Labyrinthine Wrinkle‐Patterned Fiber Sensors Based on a 3D Stress Complementary Strategy for Machine Learning‐Enabled Medical Monitoring and Action Recognition

Fiber strain sensors show good application potential in the field of wearable smart fabrics and equipment because of their characteristics of easy deformation and weaving. However, the integration of fiber strain sensors with sensitive response, good stretchability, and effective practical application remains a challenge. Herein, this paper proposes a new strategy based on 3D stress complementation through pre-stretching and swelling processes, and the polydimethylsiloxane (PDMS)/silver nanoparticle (AgNPs)/MXene/carbon nanotubes (CNTs) fiber sensor with the bilayer labyrinthian wrinkles conductive network on the PU fiber surface is fabricated. Benefiting from the wrinkled structure and the synergies of sensitive composite materials, the fiber sensor exhibits good stretchability (>150%), high sensitivity (maximum gauge factor is 57896), ultra-low detection limit (0.1%), fast response/recovery time (177/188 ms) and good long-term durability. It can be used as Morse code issuance and recognition to express the patient's symptoms and feelings.

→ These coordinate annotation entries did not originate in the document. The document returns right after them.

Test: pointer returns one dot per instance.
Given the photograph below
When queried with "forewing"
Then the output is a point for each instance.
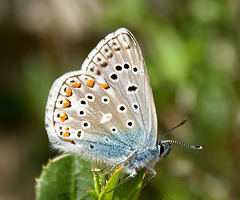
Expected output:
(118, 59)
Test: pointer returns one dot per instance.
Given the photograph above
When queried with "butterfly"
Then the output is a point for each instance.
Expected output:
(105, 112)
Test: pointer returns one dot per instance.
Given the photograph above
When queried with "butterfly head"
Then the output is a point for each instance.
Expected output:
(164, 148)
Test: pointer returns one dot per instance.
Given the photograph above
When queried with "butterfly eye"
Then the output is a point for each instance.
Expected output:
(90, 97)
(135, 69)
(118, 68)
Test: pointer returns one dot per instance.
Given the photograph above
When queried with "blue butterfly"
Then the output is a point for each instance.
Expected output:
(105, 112)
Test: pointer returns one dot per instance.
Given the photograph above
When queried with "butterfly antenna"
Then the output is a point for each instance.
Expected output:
(183, 122)
(181, 143)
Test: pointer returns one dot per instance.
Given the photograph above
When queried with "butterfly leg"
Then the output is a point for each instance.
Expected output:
(98, 170)
(153, 173)
(133, 174)
(132, 156)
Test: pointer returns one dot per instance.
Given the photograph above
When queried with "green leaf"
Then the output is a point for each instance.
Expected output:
(69, 177)
(65, 177)
(131, 189)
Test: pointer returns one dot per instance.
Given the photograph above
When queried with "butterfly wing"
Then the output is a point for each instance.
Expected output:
(105, 111)
(118, 59)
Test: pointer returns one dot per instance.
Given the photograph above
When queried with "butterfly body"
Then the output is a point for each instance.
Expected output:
(105, 112)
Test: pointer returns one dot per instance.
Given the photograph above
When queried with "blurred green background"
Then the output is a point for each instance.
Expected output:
(192, 53)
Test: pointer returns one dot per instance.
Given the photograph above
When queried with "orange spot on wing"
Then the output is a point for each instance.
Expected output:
(96, 72)
(103, 64)
(76, 85)
(70, 141)
(66, 104)
(66, 134)
(68, 92)
(63, 117)
(90, 83)
(104, 85)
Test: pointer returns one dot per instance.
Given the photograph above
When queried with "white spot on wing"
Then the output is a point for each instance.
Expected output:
(106, 117)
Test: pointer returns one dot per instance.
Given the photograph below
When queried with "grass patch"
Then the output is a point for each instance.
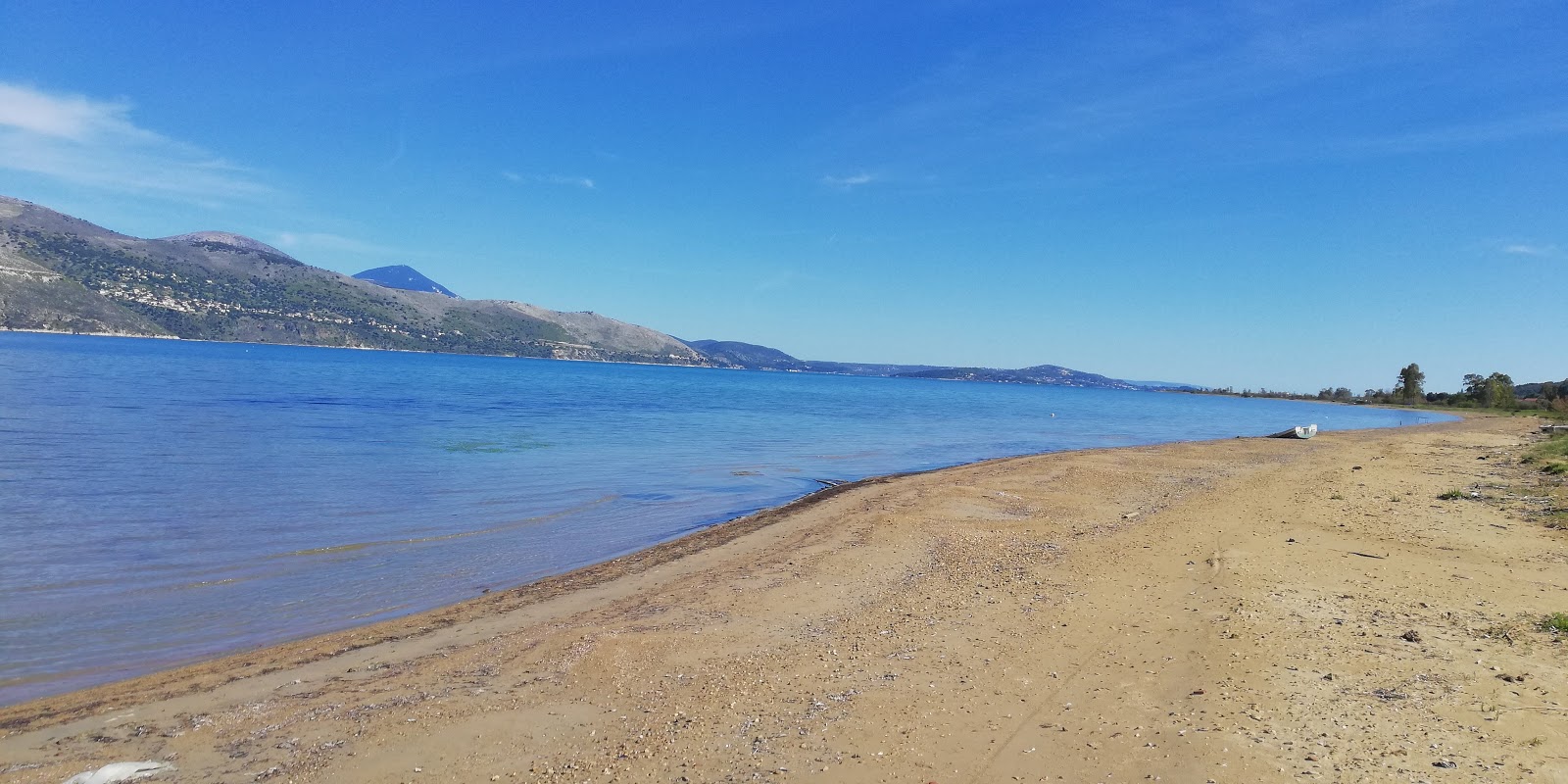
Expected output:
(1554, 623)
(1549, 455)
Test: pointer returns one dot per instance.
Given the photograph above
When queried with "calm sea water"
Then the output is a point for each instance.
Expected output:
(167, 501)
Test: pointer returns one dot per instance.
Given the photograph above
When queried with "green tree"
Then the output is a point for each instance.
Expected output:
(1501, 391)
(1490, 391)
(1408, 384)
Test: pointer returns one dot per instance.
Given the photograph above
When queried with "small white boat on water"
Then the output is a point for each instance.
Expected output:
(1300, 431)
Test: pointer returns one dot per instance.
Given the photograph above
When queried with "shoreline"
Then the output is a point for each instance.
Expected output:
(413, 624)
(890, 623)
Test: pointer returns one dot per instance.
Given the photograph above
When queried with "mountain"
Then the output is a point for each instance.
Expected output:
(1055, 375)
(734, 353)
(405, 278)
(753, 357)
(62, 273)
(231, 242)
(862, 368)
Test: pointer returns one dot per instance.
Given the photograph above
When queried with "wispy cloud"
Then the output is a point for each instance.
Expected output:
(1531, 250)
(1231, 83)
(549, 179)
(94, 143)
(854, 180)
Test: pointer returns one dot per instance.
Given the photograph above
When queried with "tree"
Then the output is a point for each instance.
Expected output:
(1408, 384)
(1501, 391)
(1490, 391)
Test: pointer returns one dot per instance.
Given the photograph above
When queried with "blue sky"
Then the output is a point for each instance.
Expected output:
(1261, 195)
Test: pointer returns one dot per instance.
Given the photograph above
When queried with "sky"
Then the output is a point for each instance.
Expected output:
(1256, 193)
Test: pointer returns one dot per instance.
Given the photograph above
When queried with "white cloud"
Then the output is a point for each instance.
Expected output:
(551, 179)
(94, 143)
(1529, 250)
(849, 182)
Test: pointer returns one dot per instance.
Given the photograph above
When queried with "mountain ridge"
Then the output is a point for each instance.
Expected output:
(67, 274)
(405, 278)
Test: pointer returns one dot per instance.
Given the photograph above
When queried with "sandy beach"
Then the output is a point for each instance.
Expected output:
(1233, 612)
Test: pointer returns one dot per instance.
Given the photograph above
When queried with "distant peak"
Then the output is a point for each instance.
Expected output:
(405, 278)
(232, 240)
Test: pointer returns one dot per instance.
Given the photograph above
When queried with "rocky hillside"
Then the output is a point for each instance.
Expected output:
(62, 273)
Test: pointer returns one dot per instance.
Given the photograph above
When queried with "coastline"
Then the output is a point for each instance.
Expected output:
(979, 580)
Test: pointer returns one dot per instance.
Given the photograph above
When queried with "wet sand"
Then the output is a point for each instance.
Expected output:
(1231, 611)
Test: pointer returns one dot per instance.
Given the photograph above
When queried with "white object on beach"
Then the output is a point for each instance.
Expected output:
(117, 772)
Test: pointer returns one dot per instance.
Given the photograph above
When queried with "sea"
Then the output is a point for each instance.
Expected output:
(170, 501)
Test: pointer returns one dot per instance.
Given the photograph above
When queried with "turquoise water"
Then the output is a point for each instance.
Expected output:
(169, 501)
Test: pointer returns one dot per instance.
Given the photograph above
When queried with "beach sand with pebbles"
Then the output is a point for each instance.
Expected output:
(1236, 612)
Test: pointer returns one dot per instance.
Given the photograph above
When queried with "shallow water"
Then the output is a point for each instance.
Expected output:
(169, 501)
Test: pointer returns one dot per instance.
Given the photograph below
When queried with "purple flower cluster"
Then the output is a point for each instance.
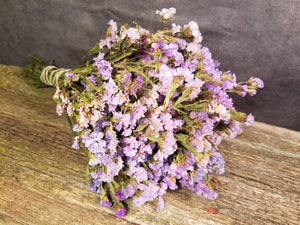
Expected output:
(150, 113)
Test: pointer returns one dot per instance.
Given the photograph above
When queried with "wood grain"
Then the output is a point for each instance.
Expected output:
(42, 179)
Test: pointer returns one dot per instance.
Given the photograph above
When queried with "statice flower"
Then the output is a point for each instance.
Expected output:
(166, 14)
(149, 110)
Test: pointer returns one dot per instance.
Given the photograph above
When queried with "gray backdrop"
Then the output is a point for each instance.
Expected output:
(249, 37)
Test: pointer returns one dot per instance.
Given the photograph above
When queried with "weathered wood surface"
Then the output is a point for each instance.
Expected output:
(43, 180)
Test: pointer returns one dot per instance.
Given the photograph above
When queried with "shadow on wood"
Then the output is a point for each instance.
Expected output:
(43, 179)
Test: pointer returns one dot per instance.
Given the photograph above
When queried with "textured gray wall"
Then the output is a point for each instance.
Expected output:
(249, 37)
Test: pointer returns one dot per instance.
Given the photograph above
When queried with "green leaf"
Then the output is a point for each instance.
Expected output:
(171, 90)
(183, 139)
(200, 107)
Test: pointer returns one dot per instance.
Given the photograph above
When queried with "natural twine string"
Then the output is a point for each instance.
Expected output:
(51, 75)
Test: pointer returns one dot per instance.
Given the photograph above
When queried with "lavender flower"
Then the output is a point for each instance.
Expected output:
(150, 111)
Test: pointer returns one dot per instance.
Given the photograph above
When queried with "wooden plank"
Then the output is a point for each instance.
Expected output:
(42, 179)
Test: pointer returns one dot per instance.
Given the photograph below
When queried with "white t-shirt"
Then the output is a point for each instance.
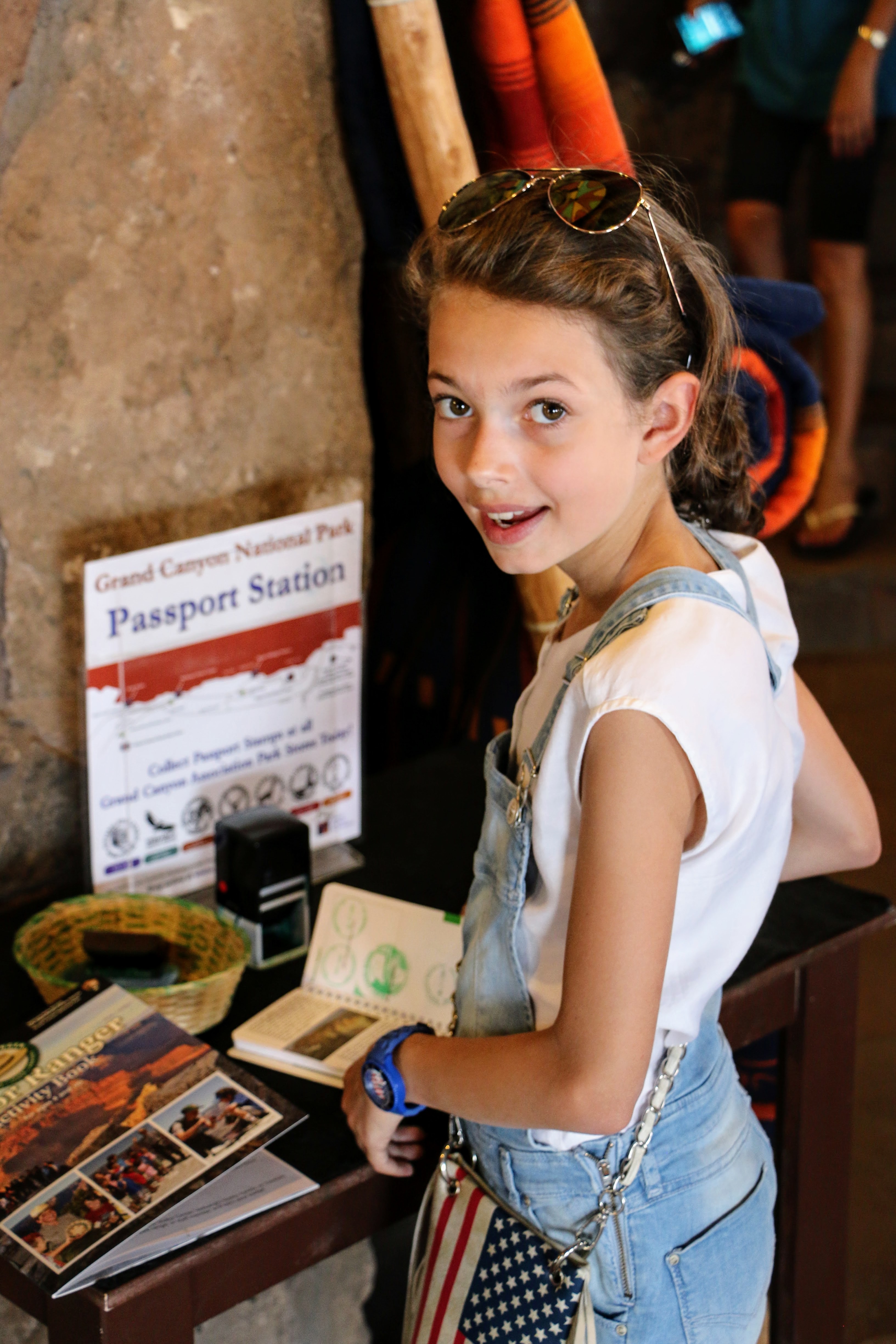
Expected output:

Further, the sensor enables comprehensive human movement monitoring and collects data of different characteristics with the assistance of machine learning, different letters/numbers are recognized and predicted with an accuracy of 99.17% and 99.33%. Therefore, this fiber sensor shows potential as a new generation of flexible strain sensors with applications in medical monitoring and human-computer interaction.